Regardless, the mission was to keep scoring. And they did. A field goal, a Falcons fumble, a touchdown, a two-point conversion and now the deficit was eight, which is doable to come back from. The greatest quarterback of this or any era piloted his offense toward midfield, and with 2:28 left on the clock, he dropped back from his own 36-yard line and found his favorite receiver, the diminutive bearded Edelman, almost open behind Alford and in front of two safeties.
"I saw the ball, ran to his hip, and I knew it I could tip it in the air, even if I couldn't get it, one of my brothers would," Alford said.
So he leaped, and he did get his hand on the ball, which then hung in the air in one of those slow-motion sequences that seem to change games and careers and legacies. Alford fell to the ground, but his momentum carried him beyond where the ball was now falling in a straight line. Edelman, behind him, kept his eyes on the ball and lunged, as did Falcons safeties Keanu Neal and Ricardo Allen. Edelman's right foot hit the ground, then his left, and he sprinted to the ball while still in the air. So he did get there first, but not by much.
"The ball popped up in the air, and all three of us went for the ball, but we all went low," Allen said. "And because of that, it landed on our arms and our legs and started doing a lot of things."
The first thing the ball hit as it fell was the inside of Alford's right knee as he was sliding away from it. Alford didn't feel that, but he saw the replay moments later on the big screen and shook his head.
"It was just hanging up on my leg, and I was like, 'Aw, I wish I could have just moved my foot,'" Alford said.
The next thing the ball hit was Edelman's red-gloved right hand, then the similarly clad left, as he stretched his 5-foot-10-inch frame as far as he could to try to grab the ball before it hit the ground.
He wasn't home yet. The tangle of four bodies produced calamity, and as they all rolled around together, Alford's right foot descended and hit the ball again, jarring it loose from Edelman's grasp. And then ... the ball levitated. Froze right there in midair as Edelman's hands separated and then clasped it again.
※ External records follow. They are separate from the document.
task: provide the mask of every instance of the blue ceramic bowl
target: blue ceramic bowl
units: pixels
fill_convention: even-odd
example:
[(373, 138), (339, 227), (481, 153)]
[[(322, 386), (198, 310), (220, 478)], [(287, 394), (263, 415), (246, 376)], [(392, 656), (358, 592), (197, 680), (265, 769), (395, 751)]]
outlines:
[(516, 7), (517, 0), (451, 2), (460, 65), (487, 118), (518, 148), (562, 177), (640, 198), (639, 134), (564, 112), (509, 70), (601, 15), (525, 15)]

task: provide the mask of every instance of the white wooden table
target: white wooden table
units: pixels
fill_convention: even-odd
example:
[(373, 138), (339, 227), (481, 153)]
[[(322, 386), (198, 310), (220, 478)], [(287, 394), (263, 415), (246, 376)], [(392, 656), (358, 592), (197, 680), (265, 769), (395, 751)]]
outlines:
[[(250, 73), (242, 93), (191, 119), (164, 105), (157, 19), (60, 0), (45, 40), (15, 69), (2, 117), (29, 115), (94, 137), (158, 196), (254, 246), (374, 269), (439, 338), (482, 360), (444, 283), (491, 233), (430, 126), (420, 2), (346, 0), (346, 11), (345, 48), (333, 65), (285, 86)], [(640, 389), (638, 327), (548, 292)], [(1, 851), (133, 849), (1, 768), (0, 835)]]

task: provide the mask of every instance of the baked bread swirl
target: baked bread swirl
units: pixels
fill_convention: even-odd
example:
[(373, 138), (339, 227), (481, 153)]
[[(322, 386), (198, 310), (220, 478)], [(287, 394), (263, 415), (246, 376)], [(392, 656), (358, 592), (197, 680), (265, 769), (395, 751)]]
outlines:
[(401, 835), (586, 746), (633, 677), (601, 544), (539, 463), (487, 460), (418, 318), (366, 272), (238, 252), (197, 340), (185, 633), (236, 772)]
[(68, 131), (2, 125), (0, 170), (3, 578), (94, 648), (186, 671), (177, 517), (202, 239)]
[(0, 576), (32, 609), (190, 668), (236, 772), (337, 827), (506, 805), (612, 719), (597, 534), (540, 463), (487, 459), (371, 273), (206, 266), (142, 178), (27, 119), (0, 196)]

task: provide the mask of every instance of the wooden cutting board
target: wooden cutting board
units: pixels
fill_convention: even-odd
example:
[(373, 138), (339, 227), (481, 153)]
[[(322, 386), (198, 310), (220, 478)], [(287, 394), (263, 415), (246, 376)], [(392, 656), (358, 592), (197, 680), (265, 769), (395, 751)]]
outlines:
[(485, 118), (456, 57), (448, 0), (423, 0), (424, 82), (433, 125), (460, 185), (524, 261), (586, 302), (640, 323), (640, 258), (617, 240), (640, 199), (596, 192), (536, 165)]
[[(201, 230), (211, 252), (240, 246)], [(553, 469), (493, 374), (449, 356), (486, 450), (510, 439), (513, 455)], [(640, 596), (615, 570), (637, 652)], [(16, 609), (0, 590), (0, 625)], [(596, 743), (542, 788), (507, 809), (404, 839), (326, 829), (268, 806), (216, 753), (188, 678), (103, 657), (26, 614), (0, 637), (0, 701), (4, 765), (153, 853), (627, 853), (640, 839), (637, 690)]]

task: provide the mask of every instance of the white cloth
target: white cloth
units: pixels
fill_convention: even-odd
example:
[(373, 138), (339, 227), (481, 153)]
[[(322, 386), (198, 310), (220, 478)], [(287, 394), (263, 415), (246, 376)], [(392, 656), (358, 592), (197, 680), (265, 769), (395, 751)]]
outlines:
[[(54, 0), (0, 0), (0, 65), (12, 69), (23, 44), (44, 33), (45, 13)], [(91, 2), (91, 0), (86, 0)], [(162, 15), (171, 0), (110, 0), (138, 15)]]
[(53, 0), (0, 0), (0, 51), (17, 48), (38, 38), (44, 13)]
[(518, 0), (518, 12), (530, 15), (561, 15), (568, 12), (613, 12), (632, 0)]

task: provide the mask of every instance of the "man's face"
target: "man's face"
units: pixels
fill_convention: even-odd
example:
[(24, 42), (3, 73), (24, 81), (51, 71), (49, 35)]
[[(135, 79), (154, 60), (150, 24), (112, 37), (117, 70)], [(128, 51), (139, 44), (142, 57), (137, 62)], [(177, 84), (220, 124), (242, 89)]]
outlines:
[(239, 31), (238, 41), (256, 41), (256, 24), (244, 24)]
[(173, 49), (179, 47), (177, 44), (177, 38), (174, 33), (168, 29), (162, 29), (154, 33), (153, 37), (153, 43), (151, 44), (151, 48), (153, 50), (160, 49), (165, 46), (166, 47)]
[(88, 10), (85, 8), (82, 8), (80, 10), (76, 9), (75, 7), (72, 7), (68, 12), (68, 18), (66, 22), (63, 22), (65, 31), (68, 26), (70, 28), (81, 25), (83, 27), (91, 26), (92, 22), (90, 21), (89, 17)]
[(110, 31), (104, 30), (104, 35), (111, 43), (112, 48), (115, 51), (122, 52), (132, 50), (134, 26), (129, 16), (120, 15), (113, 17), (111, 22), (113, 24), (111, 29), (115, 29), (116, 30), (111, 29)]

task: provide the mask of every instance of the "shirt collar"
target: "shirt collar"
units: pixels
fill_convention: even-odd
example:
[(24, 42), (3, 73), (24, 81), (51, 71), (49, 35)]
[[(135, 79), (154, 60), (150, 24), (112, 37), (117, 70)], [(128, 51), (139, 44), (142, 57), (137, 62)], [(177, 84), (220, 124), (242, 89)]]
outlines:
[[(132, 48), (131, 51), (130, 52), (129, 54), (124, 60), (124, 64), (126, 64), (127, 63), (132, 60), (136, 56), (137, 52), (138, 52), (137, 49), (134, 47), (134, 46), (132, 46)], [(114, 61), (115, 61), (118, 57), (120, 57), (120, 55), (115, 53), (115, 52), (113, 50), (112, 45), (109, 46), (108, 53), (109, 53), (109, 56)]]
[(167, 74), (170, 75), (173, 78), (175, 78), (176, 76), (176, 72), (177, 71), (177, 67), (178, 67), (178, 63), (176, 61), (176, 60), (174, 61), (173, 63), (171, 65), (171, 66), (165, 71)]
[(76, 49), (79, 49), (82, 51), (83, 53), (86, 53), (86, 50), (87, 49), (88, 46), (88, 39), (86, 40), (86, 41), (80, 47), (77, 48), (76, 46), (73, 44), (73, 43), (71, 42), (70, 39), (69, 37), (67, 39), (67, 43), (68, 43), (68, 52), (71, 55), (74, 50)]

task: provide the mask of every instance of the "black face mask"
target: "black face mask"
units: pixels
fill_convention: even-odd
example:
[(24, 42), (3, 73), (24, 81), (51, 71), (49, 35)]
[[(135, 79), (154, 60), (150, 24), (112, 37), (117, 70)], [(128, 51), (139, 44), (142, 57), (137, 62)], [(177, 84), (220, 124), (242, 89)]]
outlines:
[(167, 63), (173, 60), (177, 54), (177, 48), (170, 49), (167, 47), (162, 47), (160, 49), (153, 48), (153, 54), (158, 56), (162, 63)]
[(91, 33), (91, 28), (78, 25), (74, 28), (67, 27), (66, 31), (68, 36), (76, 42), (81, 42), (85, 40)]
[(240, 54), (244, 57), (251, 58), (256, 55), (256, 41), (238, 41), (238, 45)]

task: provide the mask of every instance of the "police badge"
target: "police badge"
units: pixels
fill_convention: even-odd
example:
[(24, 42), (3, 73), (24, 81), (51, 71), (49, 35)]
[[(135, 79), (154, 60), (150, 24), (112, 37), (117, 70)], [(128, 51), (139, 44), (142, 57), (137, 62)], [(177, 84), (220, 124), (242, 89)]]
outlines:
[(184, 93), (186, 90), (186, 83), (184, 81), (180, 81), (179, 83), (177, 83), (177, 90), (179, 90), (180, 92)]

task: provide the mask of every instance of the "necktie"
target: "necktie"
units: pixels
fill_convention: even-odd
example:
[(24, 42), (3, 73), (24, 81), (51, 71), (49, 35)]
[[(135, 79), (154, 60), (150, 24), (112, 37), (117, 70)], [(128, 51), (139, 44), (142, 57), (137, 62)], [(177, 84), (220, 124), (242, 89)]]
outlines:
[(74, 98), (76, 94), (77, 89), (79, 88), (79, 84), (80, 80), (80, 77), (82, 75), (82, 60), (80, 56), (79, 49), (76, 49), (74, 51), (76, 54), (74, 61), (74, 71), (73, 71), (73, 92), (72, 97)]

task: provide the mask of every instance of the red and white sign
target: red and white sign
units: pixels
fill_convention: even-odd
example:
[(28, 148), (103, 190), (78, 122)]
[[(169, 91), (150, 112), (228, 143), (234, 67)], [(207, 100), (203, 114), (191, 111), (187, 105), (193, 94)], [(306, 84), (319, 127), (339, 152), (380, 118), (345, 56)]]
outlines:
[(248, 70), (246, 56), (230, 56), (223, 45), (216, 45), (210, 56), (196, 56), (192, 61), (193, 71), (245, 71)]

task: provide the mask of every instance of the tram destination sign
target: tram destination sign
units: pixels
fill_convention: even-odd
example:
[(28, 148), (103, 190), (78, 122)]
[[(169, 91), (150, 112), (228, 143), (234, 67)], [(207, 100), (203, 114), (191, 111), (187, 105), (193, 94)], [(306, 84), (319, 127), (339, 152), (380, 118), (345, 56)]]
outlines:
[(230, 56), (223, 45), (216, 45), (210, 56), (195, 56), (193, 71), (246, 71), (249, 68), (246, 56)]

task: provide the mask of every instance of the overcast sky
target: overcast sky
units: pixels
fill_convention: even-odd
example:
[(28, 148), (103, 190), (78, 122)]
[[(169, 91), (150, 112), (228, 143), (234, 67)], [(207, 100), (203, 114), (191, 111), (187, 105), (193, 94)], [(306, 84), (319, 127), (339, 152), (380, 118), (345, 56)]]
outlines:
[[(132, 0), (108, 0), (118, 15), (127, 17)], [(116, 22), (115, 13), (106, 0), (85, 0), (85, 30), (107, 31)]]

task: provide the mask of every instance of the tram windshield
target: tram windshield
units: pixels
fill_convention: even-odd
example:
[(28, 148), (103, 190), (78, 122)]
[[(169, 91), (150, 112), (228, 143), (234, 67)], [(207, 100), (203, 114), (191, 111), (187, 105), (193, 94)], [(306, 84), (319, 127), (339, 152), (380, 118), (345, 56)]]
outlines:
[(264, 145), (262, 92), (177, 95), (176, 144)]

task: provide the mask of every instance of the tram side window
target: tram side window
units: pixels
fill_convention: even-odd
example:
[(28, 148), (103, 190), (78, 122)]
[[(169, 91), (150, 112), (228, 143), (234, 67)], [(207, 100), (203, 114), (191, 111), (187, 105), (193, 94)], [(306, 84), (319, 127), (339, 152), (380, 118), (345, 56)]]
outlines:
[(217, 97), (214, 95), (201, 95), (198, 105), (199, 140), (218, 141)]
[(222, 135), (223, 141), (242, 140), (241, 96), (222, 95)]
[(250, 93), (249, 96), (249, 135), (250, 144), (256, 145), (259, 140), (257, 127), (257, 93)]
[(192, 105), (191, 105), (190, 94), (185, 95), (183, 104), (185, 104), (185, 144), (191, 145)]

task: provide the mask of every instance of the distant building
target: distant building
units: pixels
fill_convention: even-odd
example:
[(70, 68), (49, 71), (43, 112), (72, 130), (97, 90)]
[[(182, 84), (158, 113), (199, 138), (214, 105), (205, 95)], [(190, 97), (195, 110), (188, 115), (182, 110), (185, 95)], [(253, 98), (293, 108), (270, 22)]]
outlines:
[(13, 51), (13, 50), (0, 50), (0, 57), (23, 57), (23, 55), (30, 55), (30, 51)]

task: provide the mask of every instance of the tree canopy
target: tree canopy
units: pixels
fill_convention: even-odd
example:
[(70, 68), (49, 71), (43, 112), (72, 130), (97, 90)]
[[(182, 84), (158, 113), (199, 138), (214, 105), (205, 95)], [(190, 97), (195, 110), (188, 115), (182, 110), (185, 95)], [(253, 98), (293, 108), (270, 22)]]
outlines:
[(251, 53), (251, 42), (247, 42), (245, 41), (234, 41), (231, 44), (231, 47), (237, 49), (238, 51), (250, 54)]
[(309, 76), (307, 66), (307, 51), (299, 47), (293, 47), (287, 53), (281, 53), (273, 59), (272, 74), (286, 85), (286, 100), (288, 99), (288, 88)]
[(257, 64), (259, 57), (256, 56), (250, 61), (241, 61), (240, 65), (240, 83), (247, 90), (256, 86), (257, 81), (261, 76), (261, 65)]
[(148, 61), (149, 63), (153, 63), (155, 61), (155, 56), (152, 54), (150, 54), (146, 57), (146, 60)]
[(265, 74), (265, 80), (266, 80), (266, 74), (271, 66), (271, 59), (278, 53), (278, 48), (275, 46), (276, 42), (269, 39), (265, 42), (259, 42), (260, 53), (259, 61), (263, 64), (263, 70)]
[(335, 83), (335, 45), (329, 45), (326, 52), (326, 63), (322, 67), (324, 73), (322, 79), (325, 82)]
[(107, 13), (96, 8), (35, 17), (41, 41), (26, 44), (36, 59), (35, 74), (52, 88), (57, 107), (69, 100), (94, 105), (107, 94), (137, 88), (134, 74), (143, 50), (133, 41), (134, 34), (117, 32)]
The listed combined weight of the four players trying to get that ball is 783 pounds, and all of it seemed to press for a moment on the ball, threatening to pop it loose. But Edelman held it. And as the officials signaled it a catch and Falcons coach Dan Quinn reached for his red challenge flag, Edelman ran toward his sideline hollering, "I got it! I got it!"
"And I'm like, 'You didn't catch that,'" Allen said. "But when you end up looking at the replay, he made a pretty great play."
"I knew I had a good grip on it," Edelman said. "I didn't know if a piece of the ball was touching, and I don't know what the dang rule is about a catch. But I was pretty sure I caught it."
A replay review did two things -- confirmed the catch and cost the Falcons their final timeout. More still had to happen, of course. A touchdown, another two-point conversion. An overtime coin toss. Another Brady touchdown drive. But that moment, in which the football turned pinball and Edelman saved it just in time, was the one in which it felt like the Patriots couldn't be stopped.
"We've been on the other end of a few of those," Brady said, and, of course, he's right.
David Tyree. Mario Manningham. Jerome Kearse. Julio Jones just a few minutes prior. The gravity-defying, drive-sustaining miracle Super Bowl catch doesn't happen for the Patriots. It happens to the Patriots.
"Yeah, it was kind of a flip of the script there," Patriots offensive coordinator Josh McDaniels said. "I think in some of these types of games, you need a play or two like that to go your way. When it went up in the air, all I could do was hold my breath, thinking it might be picked off."
It was not. By the slimmest of imaginable margins, it was instead a 23-yard Edelman catch. The Patriots were at the point where they couldn't afford to take their eye off the ball for even a second. Edelman didn't. So a short time later, the ball he had his hands on was a shiny silver one that was part of a trophy. And the only people fighting him for that one were his giddy teammates, once again champions.